I ran into a unusual linux bug of late using RLIMIT_CPU to kill zombie processes that ran for longer than 15 seconds. The basic code I was using was:
struct rlimit rl; memset(&rl, 0, sizeof(rl)); /* Set a CPU limit of 15 second. */ rl.rlim_cur = 15; setrlimit(RLIMIT_CPU, &rl); /* CPU Time exceeded */ signal(SIGXCPU, catchSignal);
This worked fine when I original wrote it a few years ago, but I noticed of late that I was spawning a large number of zombie processes that were not being trapped by SIGXCPU. After tearing my hair out all day trying to work out why, I noticed that this was only occurring on my CentOS 6.5 development box (Linux version 2.6.32). It turns out that there was a bug in the implementation of setrlimit before 2.6.17 that led a RLIMIT_CPU limit of 0 to be wrongly treated as “no limit” (like RLIM_INFINITY). Since 2.6.17 this is now treated as a limit of 1 second. Since I was setting rlim_max to 0 via memset meant that I was now effectively setting rlim_max to less than rlim_cur.

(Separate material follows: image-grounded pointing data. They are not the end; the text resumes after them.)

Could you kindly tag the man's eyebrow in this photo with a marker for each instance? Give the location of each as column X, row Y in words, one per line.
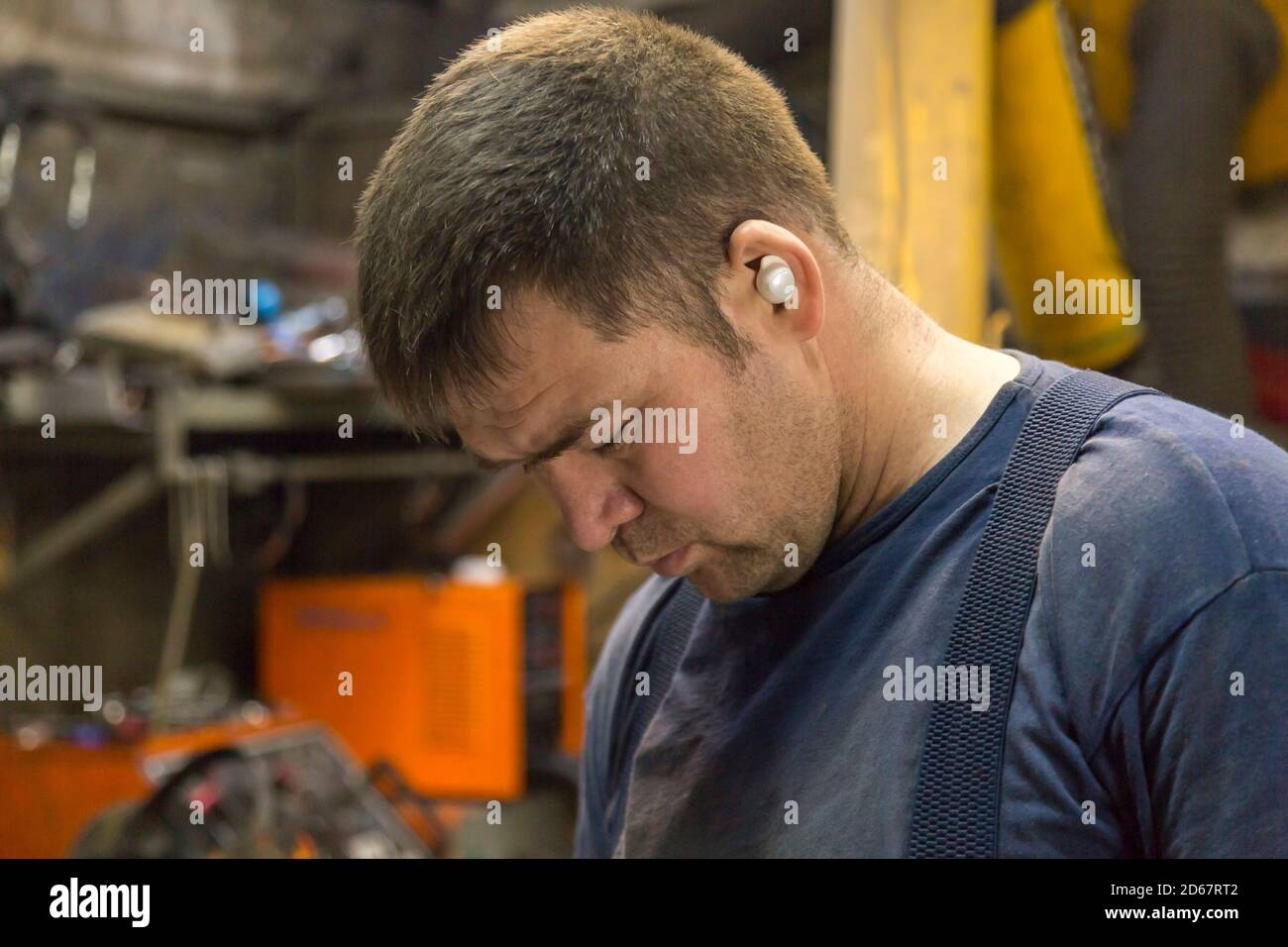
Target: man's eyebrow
column 571, row 433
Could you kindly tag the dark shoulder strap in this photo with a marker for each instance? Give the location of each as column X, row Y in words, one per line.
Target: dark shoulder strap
column 958, row 780
column 661, row 646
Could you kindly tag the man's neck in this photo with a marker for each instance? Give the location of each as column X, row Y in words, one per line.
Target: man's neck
column 906, row 403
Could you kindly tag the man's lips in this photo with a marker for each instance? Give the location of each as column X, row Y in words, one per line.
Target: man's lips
column 671, row 564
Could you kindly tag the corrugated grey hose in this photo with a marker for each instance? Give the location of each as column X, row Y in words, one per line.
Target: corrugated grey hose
column 1199, row 65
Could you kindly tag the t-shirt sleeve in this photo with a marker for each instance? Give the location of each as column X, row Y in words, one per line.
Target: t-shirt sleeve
column 591, row 835
column 1201, row 737
column 595, row 832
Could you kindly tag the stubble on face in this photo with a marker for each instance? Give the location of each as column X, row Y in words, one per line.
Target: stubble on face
column 782, row 480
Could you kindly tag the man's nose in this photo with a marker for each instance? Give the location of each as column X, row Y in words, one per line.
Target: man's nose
column 591, row 499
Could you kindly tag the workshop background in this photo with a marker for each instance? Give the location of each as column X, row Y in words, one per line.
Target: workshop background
column 316, row 635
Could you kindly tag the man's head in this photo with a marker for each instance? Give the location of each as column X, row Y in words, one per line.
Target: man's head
column 574, row 215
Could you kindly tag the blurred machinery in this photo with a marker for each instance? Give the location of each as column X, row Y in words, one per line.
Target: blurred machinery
column 483, row 682
column 389, row 697
column 262, row 788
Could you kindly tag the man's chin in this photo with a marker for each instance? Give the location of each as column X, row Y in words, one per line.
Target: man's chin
column 717, row 585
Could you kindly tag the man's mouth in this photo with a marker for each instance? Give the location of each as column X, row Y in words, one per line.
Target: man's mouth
column 671, row 564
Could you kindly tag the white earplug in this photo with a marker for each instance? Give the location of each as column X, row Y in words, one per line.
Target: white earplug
column 774, row 281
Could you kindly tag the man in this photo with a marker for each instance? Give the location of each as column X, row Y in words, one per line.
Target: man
column 574, row 224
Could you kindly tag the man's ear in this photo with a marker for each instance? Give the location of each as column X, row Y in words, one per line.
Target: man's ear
column 802, row 313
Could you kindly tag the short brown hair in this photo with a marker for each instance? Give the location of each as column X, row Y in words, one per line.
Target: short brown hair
column 518, row 169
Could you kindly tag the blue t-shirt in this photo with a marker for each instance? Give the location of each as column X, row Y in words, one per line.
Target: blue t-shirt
column 1150, row 705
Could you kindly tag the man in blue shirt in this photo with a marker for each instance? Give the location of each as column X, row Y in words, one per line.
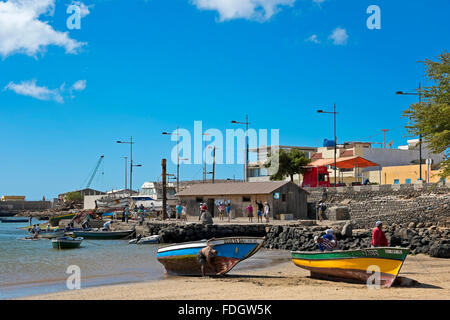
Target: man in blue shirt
column 179, row 209
column 327, row 242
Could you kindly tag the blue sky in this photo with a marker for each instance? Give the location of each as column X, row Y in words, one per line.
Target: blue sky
column 143, row 67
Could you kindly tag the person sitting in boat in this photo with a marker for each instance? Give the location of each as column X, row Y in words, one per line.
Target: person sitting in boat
column 107, row 225
column 206, row 257
column 327, row 242
column 206, row 217
column 378, row 236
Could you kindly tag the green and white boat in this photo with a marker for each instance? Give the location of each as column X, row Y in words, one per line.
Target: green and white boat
column 66, row 242
column 104, row 235
column 353, row 264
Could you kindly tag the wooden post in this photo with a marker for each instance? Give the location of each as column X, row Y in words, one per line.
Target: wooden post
column 214, row 162
column 163, row 164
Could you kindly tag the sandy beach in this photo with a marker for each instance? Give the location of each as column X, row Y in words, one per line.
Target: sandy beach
column 283, row 281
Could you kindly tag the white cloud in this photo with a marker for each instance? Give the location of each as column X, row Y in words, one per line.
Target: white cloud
column 84, row 9
column 21, row 31
column 313, row 38
column 339, row 36
column 30, row 89
column 259, row 10
column 80, row 85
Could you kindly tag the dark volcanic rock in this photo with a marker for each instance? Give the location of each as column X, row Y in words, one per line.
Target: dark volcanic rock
column 440, row 251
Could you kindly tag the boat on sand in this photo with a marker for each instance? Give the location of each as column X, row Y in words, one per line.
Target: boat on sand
column 181, row 258
column 353, row 265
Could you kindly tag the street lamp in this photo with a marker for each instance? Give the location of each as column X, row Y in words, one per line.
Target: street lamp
column 178, row 156
column 126, row 165
column 246, row 144
column 131, row 159
column 420, row 135
column 335, row 139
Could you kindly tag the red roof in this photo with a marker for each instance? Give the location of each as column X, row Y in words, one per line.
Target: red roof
column 347, row 153
column 345, row 162
column 317, row 155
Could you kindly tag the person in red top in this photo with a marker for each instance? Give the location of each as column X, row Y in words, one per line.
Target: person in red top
column 378, row 236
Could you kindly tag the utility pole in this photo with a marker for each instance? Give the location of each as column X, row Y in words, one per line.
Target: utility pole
column 126, row 163
column 335, row 139
column 131, row 161
column 204, row 160
column 384, row 131
column 246, row 145
column 420, row 135
column 214, row 162
column 163, row 164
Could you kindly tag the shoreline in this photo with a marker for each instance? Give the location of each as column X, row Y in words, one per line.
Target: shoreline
column 283, row 281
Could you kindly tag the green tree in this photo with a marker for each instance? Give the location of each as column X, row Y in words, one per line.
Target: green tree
column 74, row 196
column 289, row 163
column 431, row 118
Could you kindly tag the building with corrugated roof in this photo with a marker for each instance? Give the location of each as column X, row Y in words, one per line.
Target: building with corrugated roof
column 286, row 199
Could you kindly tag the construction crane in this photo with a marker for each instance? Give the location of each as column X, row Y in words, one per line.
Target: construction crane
column 95, row 171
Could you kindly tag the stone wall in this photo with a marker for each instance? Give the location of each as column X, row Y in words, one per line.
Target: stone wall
column 420, row 238
column 393, row 204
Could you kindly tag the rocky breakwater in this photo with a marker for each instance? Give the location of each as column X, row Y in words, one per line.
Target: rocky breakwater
column 179, row 232
column 420, row 238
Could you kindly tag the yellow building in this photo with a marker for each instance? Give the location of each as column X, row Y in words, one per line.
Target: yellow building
column 13, row 198
column 408, row 174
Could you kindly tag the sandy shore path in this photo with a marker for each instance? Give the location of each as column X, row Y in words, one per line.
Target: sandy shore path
column 282, row 281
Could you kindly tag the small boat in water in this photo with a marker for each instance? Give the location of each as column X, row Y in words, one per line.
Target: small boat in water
column 104, row 235
column 145, row 240
column 50, row 234
column 14, row 220
column 181, row 258
column 66, row 242
column 353, row 265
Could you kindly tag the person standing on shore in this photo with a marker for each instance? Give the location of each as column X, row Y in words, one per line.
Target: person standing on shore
column 250, row 213
column 205, row 257
column 327, row 242
column 260, row 210
column 221, row 209
column 267, row 212
column 202, row 209
column 184, row 213
column 378, row 236
column 321, row 208
column 179, row 210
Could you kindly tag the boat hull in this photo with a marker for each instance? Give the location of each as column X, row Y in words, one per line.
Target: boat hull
column 181, row 259
column 12, row 220
column 103, row 235
column 66, row 243
column 51, row 234
column 353, row 265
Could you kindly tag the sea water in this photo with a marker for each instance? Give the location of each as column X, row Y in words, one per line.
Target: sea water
column 35, row 267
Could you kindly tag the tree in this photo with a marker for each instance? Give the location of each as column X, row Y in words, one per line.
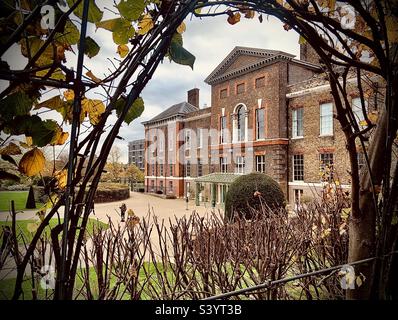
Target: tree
column 30, row 202
column 146, row 31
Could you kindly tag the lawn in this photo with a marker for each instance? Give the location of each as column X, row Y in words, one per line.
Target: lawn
column 19, row 197
column 23, row 227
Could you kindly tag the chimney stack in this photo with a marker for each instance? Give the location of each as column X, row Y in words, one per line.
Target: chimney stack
column 193, row 97
column 307, row 53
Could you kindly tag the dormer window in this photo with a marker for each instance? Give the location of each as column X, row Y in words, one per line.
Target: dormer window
column 223, row 93
column 241, row 119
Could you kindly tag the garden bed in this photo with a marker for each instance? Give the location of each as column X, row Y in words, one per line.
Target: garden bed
column 109, row 192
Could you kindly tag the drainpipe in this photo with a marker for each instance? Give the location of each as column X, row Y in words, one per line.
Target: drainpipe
column 288, row 143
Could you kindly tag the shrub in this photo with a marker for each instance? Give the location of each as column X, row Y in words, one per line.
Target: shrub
column 252, row 192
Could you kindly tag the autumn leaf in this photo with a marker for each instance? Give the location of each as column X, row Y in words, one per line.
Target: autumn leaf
column 61, row 176
column 32, row 162
column 11, row 150
column 249, row 14
column 181, row 28
column 145, row 25
column 94, row 108
column 93, row 77
column 123, row 50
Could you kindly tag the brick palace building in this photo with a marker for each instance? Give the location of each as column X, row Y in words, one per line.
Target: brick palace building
column 269, row 113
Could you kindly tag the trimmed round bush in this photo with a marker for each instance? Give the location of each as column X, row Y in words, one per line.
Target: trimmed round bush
column 250, row 192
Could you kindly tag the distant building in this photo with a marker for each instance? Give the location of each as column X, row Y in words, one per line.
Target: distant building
column 137, row 154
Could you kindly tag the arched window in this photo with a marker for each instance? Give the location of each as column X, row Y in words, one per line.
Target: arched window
column 240, row 125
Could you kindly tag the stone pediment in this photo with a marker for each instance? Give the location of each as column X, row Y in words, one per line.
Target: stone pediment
column 242, row 60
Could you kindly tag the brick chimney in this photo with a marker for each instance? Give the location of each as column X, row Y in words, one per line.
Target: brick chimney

The solution is really simple – just ensure that you set rlim_max (hard limit) as well as rlim_cur (soft limit).
struct rlimit rl; /* Set a CPU soft limit of 15 second and hard limit of 20 seconds */ rl.rlim_cur = 15; rl.rlim_max = 20; setrlimit(RLIMIT_CPU, &rl); /* CPU Time exceeded */ signal(SIGXCPU, catchSignal);